The Dockerfile included in this directory can be used to launch this extractor in a docker container.

Building the Docker image

docker build -f Dockerfile -t terra-ext-bin2tif .

Running the image locally

docker run \
  -p 5672 -p 9000 --add-host="localhost:{LOCAL_IP}" \
  -e RABBITMQ_URI=amqp://{RMQ_USER}:{RMQ_PASSWORD}@localhost:5672/%2f \
  -e RABBITMQ_EXCHANGE=clowder \
  -e REGISTRATION_ENDPOINTS=http://localhost:9000/clowder/api/extractors?key={SECRET_KEY} \
  terra-ext-bin2tif

Note: by default RabbitMQ will not allow "guest:guest" access to non-local addresses, which includes Docker. You may need to create an additional local RabbitMQ user for testing.

Running the image remotely

docker run \
  -e RABBITMQ_URI=amqp://{RMQ_USER}:{RMQ_PASSWORD}@rabbitmq.ncsa.illinois.edu/clowder \
  -e RABBITMQ_EXCHANGE=terra \
  -e REGISTRATION_ENDPOINTS=http://terraref.ncsa.illinosi.edu/clowder//api/extractors?key={SECRET_KEY} \
  terra-ext-bin2tif

Cluster Computing with TORQUE/PBS

The extractor can also be run on a compute cluster via the TORQUE/PBS batch system.
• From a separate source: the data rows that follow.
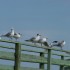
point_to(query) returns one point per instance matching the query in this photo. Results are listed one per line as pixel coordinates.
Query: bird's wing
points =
(46, 44)
(31, 39)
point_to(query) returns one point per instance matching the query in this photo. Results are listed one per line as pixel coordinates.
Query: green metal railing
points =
(19, 57)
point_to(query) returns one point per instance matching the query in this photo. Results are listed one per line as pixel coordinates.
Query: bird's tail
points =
(2, 36)
(27, 40)
(46, 44)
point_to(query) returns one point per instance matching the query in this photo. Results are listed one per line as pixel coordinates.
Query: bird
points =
(9, 34)
(58, 43)
(42, 41)
(34, 39)
(17, 35)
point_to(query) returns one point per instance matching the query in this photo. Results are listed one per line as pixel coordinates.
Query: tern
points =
(58, 43)
(9, 34)
(17, 35)
(34, 39)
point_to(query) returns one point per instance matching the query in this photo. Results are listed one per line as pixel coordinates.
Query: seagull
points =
(34, 39)
(42, 40)
(9, 34)
(17, 35)
(58, 43)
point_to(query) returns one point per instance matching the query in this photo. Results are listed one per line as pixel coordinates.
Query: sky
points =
(50, 18)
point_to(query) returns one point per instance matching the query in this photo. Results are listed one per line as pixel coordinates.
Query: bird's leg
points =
(41, 44)
(61, 48)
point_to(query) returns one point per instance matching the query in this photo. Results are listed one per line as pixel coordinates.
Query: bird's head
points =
(38, 35)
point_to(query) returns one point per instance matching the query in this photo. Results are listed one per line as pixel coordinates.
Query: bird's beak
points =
(46, 38)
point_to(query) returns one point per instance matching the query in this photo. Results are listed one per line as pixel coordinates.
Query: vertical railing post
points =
(41, 65)
(49, 60)
(17, 56)
(61, 66)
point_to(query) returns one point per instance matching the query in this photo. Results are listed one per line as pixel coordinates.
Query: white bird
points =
(9, 34)
(34, 39)
(17, 35)
(42, 40)
(58, 43)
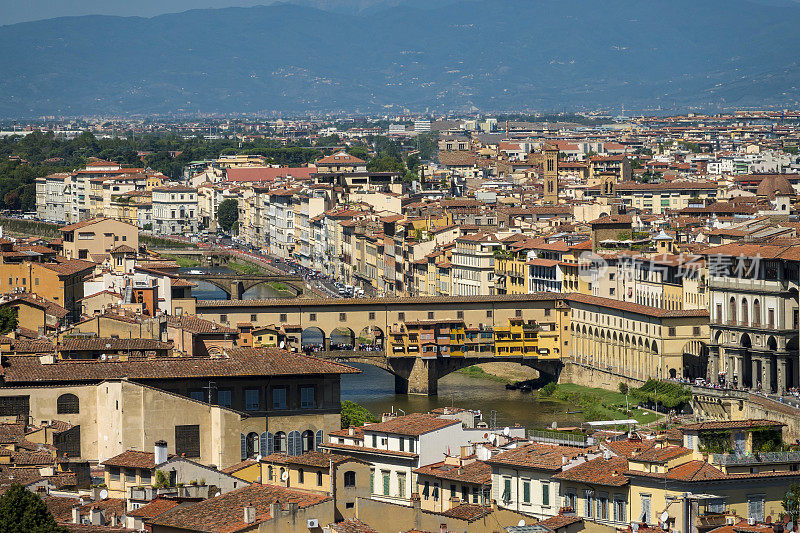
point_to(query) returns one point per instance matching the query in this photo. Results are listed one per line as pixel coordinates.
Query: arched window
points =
(744, 311)
(67, 404)
(280, 442)
(732, 310)
(308, 440)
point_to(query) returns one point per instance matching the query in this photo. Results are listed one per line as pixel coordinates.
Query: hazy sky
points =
(12, 11)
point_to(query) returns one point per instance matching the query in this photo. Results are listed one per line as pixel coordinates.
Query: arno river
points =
(374, 388)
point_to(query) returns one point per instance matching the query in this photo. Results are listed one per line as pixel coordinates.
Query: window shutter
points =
(270, 449)
(295, 443)
(263, 444)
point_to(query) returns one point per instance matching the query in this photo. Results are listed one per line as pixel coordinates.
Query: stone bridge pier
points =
(415, 375)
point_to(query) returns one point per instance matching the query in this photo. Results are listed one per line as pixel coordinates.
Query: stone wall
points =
(587, 376)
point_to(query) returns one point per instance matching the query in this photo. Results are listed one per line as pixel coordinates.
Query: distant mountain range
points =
(449, 55)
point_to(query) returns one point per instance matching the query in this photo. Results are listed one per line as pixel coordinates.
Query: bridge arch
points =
(342, 338)
(313, 338)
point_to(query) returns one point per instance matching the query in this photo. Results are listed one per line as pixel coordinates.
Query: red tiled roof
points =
(414, 424)
(240, 362)
(224, 514)
(598, 471)
(542, 456)
(155, 508)
(474, 472)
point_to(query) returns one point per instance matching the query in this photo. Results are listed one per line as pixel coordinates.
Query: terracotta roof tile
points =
(542, 456)
(598, 471)
(224, 514)
(241, 362)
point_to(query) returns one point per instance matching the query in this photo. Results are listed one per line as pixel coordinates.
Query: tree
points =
(228, 213)
(355, 415)
(791, 501)
(21, 511)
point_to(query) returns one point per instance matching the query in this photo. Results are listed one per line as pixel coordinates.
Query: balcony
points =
(750, 285)
(731, 459)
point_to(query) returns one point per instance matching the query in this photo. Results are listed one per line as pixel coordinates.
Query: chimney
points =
(96, 516)
(415, 501)
(249, 514)
(160, 452)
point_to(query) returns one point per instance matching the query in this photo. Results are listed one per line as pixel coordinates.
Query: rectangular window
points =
(755, 508)
(251, 400)
(197, 395)
(224, 398)
(619, 510)
(187, 440)
(715, 505)
(646, 514)
(279, 398)
(307, 397)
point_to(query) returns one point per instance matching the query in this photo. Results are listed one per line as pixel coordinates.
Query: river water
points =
(207, 291)
(374, 387)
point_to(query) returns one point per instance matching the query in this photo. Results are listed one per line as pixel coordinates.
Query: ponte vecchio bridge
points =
(380, 317)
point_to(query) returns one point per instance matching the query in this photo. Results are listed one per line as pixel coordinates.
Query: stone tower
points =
(550, 165)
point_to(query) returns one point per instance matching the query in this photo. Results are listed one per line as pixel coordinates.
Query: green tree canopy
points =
(228, 213)
(355, 415)
(22, 511)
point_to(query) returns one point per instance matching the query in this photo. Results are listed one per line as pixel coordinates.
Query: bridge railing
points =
(556, 437)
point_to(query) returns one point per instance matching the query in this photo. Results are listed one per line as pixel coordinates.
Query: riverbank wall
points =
(587, 376)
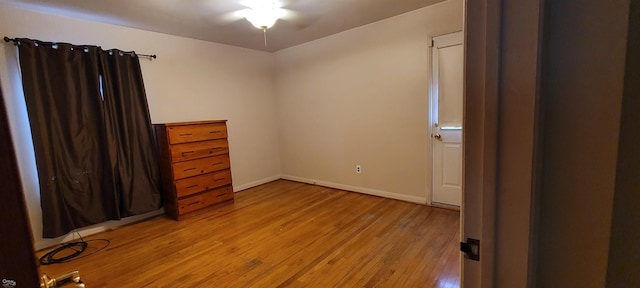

These instructions are for use on ROGER.

This process assumes that you are using the existing Python virtualenv under:

/projects/arpae/terraref/shared/extractors/pyenv/

This also uses a shared environment file for common settings:

/projects/arpae/terraref/shared/extractors/env.sh

The following default batch jobs will start 20 extractors on a single 20-core node:

qsub /projects/arpae/terraref/shared/extractors/extractors-stereo-rgb/bin2tif/batch_launcher.sh

Dependencies

  • All of the Python scripts syntactically support Python >= 2.7. Please make sure that the Python in the running environment is in appropriate version.

  • All the Python scripts also rely on the third-party library including: PIL, scipy, numpy and osgeo.